Панчуковский улыбнулся.
– Какой же вы чудак, почтеннейший мой! Не знаете вы здешнего парода! Мой конторщик сбавил цену на этих днях. Многие стали с половины недели, а пришли к расчету, – все одно захотели получить и подпили еще вдобавок. Шинкарь перепугался, ушел, а они бочку разбили. Что делать! На то наша Новороссия иногда Америкой зовется! Ее не подведешь под стать наших старых хуторов: что в Техасе творится, то и у нас в Южнобайрацком уезде.
– Именно не подведешь, – гаркнул, утираясь, Подкованцев, – еще раз, вотр санте! А теперь, поманжекавши, можно и за дела… Ну что, Васильев?
На пороге залы показался рослый, бравый мужик. Это был любимый исправницкий сотский, как говорили о нем, тоже из беглых, давно приписавшихся в этом крае.
– Что, поймал еще кого?
– Шестерых изловили, ваше благородие, а остальные разбежались.
– Лови и остальных.
– Нельзя-с, в уезд господина Сандараки перебежали, граница-с тут за рекой…
– Вот и толкуйте с нашими обычаями, беда-с! Кого же поймали?
– Да из бунтовавших главного только не захватили. Он еще ночью бежал, сказывают, в лиманы, к морю. Да он и в поджоге не участвовал-с, как показывают.
– Главный? Кто же он? Как о нем говорят?
– Будто бы из бурлаков-с, Левенчуком прозывается… Он за эту девку их высокоблагородия-с… за нее и буйствовал, и других подбил…
Подкованцев также подошел к полковнику, взял его под руку и отвел к окну.
– Экуте, моншер[56]. Ты мне скажи, по чистой совести, украл ты девку эту? Ну, украл? Говори. Ты только скажи: я на нее взгляну только, а в деле ни-ни; как будто бы ее и не было… слышишь? Я только глазом одним взгляну!
– Ей-богу же, это все враки! Никого у меня нет!
Подкованцев почесал за ухом. Серые глаза его были красны.
– Ну, Васильев, – обратился он к сотскому, – заковать арестованных и препроводить в город! Отпускай понятых из первой слободы, а там бери новых и так веди до места… Марш!
– Насчет же опять той лошади убитой, бурлацкой, – спросил сотский, – как прикажете? Это их человек убил…
– Как приказать? Сними с нее кожу, и баста!.. На сапоги тебе будет! Ведь тоже беглая!
– Теперь же мы в банчишку, сеньор! – весело заключил исправник по уходе сотского, обращаясь к хозяину. – А вы, мейн герр, хотите? – подмигнул он Шульцвейну.
– Нет, пора домой-с. В степь-с надо.
Колонист походил еще немного возле окон, взял шапку, простился и уехал, вздыхая.
Исправник же до поздней ночи попивал морской пунш, то есть ром с несколькими каплями воды, играл с Панчуковским в штос, выиграл десять червонцев, поцеловал хозяина в обе щеки, сказал: «Не унывай, Володя! Мы дельце обделаем и с виновных взыщем!» – и уехал, напевая романс: «Моряк, моряк, из всех рубак ты выше и храбрее».

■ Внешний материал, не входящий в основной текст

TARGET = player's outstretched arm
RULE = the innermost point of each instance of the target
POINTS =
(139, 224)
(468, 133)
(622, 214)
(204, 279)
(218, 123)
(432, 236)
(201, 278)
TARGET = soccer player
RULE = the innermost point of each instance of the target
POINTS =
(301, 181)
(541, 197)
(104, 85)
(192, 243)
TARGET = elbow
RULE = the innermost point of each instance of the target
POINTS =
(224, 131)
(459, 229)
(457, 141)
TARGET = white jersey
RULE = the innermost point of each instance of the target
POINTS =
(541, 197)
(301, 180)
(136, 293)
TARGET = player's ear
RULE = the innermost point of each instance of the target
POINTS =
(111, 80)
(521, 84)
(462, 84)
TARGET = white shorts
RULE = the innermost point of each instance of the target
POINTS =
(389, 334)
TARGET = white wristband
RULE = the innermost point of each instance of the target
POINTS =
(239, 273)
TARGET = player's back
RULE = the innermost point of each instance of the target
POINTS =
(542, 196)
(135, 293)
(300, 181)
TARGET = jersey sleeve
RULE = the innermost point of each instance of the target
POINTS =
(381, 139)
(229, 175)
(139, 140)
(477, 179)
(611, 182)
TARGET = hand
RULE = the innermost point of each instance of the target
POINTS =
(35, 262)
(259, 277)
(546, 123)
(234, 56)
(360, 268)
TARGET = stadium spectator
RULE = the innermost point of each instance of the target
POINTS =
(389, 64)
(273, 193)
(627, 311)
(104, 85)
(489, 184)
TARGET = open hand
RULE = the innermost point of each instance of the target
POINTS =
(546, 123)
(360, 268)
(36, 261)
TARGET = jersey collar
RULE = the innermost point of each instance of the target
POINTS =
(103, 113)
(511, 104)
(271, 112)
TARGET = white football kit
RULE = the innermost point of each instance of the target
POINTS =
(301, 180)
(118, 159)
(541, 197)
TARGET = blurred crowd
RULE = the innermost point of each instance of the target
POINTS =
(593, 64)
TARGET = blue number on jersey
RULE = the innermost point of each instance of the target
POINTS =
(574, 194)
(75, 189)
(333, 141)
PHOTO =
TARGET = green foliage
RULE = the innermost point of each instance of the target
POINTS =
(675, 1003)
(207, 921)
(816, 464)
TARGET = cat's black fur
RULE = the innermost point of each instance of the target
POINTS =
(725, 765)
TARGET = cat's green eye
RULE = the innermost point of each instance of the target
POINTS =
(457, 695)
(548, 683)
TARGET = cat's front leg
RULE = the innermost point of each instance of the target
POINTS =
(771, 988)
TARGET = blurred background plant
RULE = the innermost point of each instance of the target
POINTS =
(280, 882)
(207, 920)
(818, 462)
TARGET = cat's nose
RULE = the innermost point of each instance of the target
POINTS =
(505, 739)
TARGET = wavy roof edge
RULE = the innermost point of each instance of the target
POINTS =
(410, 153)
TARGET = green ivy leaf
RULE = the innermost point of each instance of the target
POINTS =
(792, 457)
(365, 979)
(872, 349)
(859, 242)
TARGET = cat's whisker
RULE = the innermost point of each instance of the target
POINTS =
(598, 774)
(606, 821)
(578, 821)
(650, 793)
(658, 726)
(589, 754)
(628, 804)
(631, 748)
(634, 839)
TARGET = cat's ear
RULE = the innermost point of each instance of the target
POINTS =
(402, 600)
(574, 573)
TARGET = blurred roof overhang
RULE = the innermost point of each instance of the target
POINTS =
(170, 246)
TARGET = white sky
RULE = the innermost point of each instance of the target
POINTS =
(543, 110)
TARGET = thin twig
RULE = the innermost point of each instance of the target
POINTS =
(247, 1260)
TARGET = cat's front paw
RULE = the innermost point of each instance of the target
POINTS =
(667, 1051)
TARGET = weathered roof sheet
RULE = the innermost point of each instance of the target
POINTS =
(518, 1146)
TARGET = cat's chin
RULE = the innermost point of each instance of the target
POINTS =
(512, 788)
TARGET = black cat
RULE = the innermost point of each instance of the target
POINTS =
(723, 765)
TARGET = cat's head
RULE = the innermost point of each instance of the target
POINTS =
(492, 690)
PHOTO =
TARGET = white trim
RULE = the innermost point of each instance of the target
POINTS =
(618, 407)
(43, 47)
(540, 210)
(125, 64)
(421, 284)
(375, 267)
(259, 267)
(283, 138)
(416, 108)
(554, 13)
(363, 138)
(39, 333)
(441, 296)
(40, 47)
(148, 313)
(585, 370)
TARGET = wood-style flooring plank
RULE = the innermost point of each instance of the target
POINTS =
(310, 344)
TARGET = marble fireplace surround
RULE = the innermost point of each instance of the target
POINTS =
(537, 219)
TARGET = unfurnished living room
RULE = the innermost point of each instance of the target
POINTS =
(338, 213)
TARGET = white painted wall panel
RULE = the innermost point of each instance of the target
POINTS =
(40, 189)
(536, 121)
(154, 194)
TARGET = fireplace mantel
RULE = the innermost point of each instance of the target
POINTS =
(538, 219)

– Адьё, милашка! – крикнул он Панчуковскому уж из-за ворот и прибавил: – Слушай, сердце! Мне часто в голову приходит: как я умру? Своею смертью или не своею? Был я в походах с Нахимовым и чуму перенес… Бог весть! Стоит ли об этом думать!
– Как кому!
Исправник уехал.
– Ворота, однако, на запор отныне постоянно, – сказал полковник слугам, – благо, что отделались от одной беды, надо вперед остерегаться еще более…

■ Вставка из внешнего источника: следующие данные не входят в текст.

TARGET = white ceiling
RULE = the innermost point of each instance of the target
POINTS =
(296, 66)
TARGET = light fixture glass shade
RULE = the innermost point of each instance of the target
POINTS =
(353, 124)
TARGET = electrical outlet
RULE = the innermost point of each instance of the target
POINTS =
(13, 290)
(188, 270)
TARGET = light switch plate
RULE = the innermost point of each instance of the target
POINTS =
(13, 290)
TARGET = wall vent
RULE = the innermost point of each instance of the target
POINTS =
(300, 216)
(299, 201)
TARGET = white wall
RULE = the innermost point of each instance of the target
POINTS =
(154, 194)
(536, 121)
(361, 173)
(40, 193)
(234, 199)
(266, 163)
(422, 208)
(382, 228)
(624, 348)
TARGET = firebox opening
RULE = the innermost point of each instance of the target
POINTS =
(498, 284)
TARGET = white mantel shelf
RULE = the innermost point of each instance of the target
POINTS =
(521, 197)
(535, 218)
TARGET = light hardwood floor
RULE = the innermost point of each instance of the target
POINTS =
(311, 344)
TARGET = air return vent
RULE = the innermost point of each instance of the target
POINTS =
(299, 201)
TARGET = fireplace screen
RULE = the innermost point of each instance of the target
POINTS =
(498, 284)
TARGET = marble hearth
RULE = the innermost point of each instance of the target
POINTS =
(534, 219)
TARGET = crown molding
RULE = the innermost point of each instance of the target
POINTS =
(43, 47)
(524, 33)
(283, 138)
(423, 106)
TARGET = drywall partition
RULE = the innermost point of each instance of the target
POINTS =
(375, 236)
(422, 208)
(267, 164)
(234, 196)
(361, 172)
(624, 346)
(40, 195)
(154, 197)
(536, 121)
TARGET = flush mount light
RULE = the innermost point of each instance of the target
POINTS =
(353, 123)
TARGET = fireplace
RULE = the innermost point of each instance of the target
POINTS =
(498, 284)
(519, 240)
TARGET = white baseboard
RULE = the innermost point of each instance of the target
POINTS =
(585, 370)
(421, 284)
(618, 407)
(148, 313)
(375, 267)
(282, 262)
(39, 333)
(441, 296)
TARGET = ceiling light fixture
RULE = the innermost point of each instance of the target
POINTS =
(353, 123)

– Аксютку же прикажете выпустить теперь? – спросил Абдулка по отъезде исправника, ухмыляясь и раздевая барина в кабинете.
Полковник развалился на диване и зевнул.
– Оксану-то?
– Да-с, что ее теперь держать? Мы разыщем другую…

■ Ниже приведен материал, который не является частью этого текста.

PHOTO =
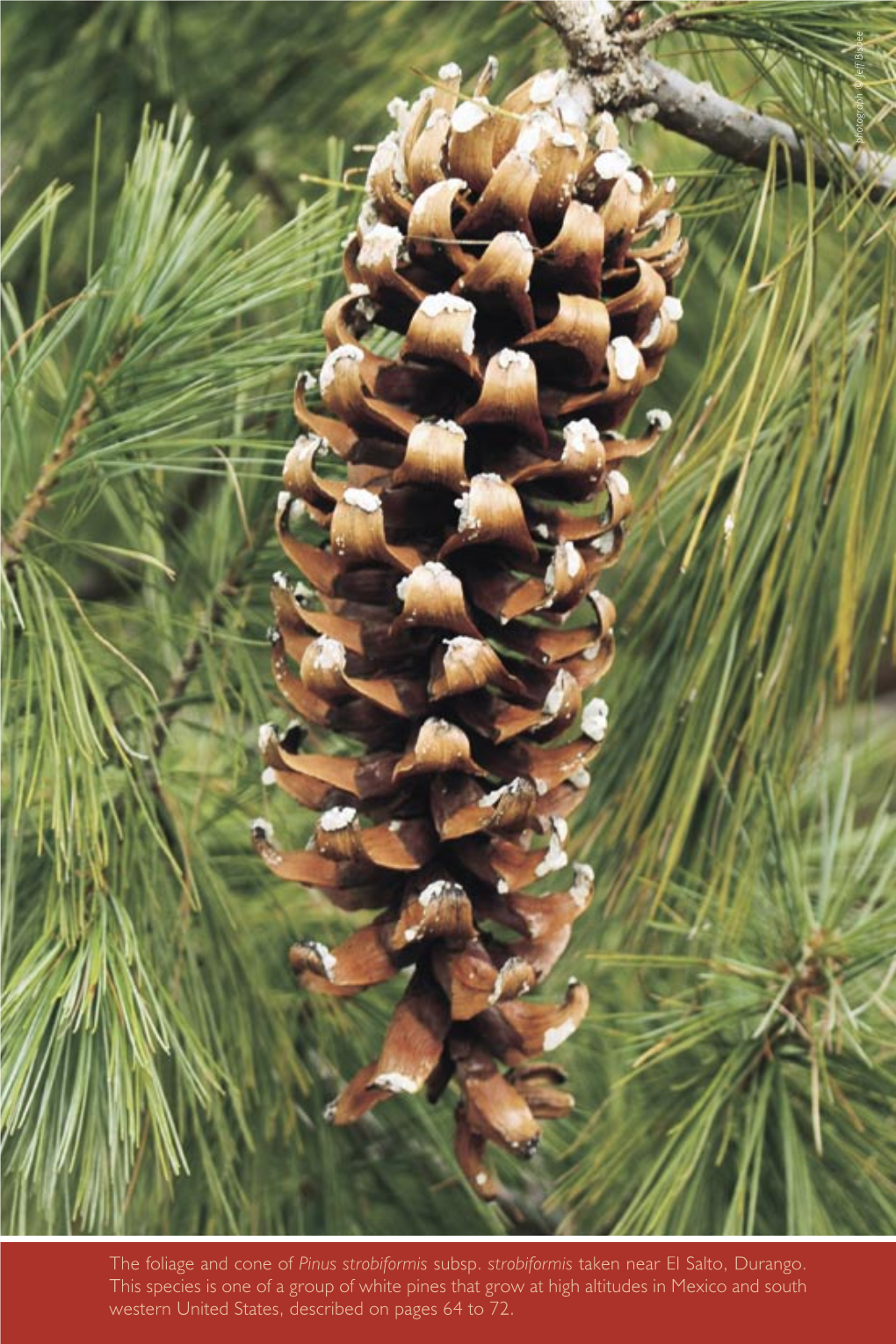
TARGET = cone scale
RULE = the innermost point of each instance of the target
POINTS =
(451, 507)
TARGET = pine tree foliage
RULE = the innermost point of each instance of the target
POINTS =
(160, 1075)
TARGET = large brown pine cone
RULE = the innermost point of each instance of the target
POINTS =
(449, 624)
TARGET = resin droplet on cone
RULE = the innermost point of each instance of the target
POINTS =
(451, 509)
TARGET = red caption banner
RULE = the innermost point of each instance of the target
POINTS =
(268, 1290)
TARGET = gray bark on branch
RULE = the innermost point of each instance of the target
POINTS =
(603, 48)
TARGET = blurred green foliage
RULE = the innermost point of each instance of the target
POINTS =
(162, 1074)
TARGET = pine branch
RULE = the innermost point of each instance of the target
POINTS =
(12, 546)
(603, 46)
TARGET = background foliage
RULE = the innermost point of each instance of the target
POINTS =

– Нет! Пусть, Абдул, она еще поживет. Я поеду пшеницу на хутора молотить, так ты ее тогда вперед доставишь… Да не забудь и самовар туда с провизией отправить: а то я тогда без чаю там просидел.
Полковник успокоился. События, однако, приняли иной, нежданный, оборот.
Дни клонились к осени. Жиденькие новороссийские садики по деревням становились еще беднее. Лист падал. Обитатели деревень более задерживались в домах. Комнатные цветы принимались с воздушных выставок обратно в дом за стекла. Из окон чаще гремели рояли. Книги северных журналов и газет читались более. На токах усерднее стучали молотилки.
– Ну-с, – спрашивал Панчуковского залихватский волокита, купец Шутовкин, встретившись с ним у кого-то из общих знакомых на пиршестве, – так ваша красавица чуть было вас не погубила?
– Да, был грешок. Что делать!
– Новую осаду Трои изволили выдержать?
– Выдержал, Мосей Ильич, пришлось испытать, нечего делать!
Они после сытного обеда гуляли в затихшем, но еще прелестном садике.
– Каково же драгоценное здравие вашей Елены-с? Я, чай, уже с овальцем теперь скоро будет? Моя же так давно уж с животиком переваливается.
Шутовкин сказал и, утираясь платком, засмеялся. Ему было душно. Вино и вкусный обед брали над ним силу.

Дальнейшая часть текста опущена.